Achenbach Child Behavior Checklist (CBCL)
This is an instrument suitable for behavior analysis in children ages 4 to 18 years.3 The CBCL/4-18 (suitable for 4- to 18-year-old subjects) obtains parents' reports of children's competence and behavioral-emotional problems. Parents provide information for 20 competence items covering their child's activities, social relations, and school performance. The CBCL/4-18 has 118 items that describe specific behavioral and emotional problems plus 2 open-ended items for reporting additional problems. The scales are based on principal component analyses of parents' ratings of 4455 clinically referred children and are normed on 2368 children aged 4 to 18 years. The normative sample was representative of the 48 contiguous states for socioeconomic status, ethnicity, region, and urban-suburban-rural residence. Children were excluded from the normative sample if they had been referred for mental health or special education services within the past year. The CBCL/4-18 Total Problems score has a 1-week test-retest reliability r value of 0.93, whereas the interparent agreement is an r value of 0.76.
Movement Assessment Battery for Children (Movement ABC)
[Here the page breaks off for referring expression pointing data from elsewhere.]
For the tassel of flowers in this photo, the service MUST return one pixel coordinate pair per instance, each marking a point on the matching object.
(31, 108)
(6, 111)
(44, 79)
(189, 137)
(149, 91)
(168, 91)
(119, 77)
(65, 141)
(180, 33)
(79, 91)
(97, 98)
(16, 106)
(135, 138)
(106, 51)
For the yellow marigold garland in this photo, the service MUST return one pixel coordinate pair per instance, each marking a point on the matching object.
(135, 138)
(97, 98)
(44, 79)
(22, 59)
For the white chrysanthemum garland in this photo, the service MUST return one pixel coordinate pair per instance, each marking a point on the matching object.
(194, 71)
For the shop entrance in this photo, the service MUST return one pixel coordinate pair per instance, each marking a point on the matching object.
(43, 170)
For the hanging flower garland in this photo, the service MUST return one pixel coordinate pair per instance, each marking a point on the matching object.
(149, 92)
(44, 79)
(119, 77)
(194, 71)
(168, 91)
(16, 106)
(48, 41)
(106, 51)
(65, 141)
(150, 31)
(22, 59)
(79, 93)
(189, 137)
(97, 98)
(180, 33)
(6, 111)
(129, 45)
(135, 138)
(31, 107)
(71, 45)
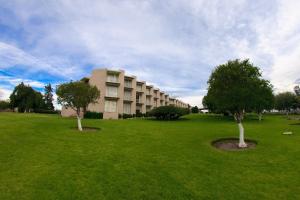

This is a nonsex-specific standardized test of children's motor skills devised by Henderson and Sugden.4 It measures motor skills that are needed on an everyday basis, some of which will have educational significance. The test is appropriate from age 4 years onward and is administered at a level appropriate for the child's age. The test is divided into 3 main areas: manual dexterity, ball skills, and balance. The higher the score, the greater the impairment. A score of greater than 13 for children older then 6 years and a score of greater than 16.5 in 4- to 5-year-old children is indicative of a definite motor problem.